Os efeitos da obesidade na saúde pública
Enviada em 10/09/2019
Consoante a Organização Mundial de Saúde, saúde é a condição de completo bem-estar físico, mental e social do indivíduo. No entanto, tal condição é amplamente inviabilizada na sociedade, uma vez que a obesidade apresenta-se como um distúrbio recorrente que provoca efeitos vis no contexto da saúde pública. Sob esse viés, a alimentação irregular e o sedentarismo corroboram decisivamente esse quadro social. Logo, urgem ações engajadas dos agentes adequados com o escopo de minimizar essa adversa conjuntura.

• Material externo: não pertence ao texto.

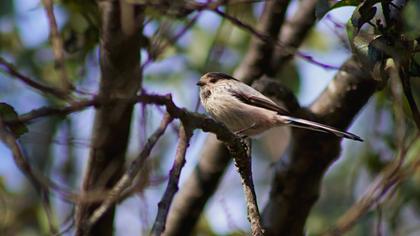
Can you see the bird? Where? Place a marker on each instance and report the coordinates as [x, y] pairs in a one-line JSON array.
[[248, 113]]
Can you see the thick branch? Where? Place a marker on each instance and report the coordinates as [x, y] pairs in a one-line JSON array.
[[258, 57], [199, 187], [297, 177]]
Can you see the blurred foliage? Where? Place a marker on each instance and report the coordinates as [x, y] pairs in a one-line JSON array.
[[57, 146]]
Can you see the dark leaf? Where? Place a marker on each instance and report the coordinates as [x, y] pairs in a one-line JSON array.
[[8, 114], [322, 7], [363, 14], [414, 68]]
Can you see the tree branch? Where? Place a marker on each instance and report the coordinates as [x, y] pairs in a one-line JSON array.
[[57, 44], [292, 34], [297, 177], [390, 178], [127, 179], [244, 166], [179, 162], [192, 197], [11, 70], [120, 77]]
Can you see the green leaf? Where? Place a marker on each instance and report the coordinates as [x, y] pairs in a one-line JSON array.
[[321, 8], [376, 49], [8, 114], [324, 6], [411, 16], [346, 3], [362, 15]]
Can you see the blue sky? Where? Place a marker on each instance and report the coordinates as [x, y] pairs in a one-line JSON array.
[[225, 209]]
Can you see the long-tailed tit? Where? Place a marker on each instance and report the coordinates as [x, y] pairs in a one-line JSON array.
[[247, 112]]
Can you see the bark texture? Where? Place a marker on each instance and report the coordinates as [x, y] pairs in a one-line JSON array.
[[298, 176], [120, 78]]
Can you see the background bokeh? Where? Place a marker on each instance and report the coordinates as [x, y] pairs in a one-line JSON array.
[[59, 146]]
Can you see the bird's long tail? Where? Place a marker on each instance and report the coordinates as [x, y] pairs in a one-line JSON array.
[[306, 124]]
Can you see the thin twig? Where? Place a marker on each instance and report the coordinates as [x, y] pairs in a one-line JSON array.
[[163, 206], [57, 44], [405, 81], [128, 177], [13, 72], [244, 166], [277, 43], [379, 190]]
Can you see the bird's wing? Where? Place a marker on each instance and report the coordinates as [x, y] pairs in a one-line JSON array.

Inicialmente, destaca-se que a dieta irregular, sobretudo, com o excessivo consumo de ultraprocessados associado à publicidade de alimentos é uma tendência moderna que propicia o sobrepeso, inclusive nas crianças. Nessa perspectiva, observa-se que tal distúrbio tem desdobramentos em diversos problemas de saúde, como colesterol alto e deficiência cardiorrespiratória, o que requer do Sistema Único de Saúde (SUS) amplos investimentos no tratamento de doenças adjacentes a obesidade. Como consequência, nota-se o expressivo gasto público com crianças que poderão ser dependentes do sistema de saúde por toda uma vida em detrimento de mudanças no estilo de vida precocemente.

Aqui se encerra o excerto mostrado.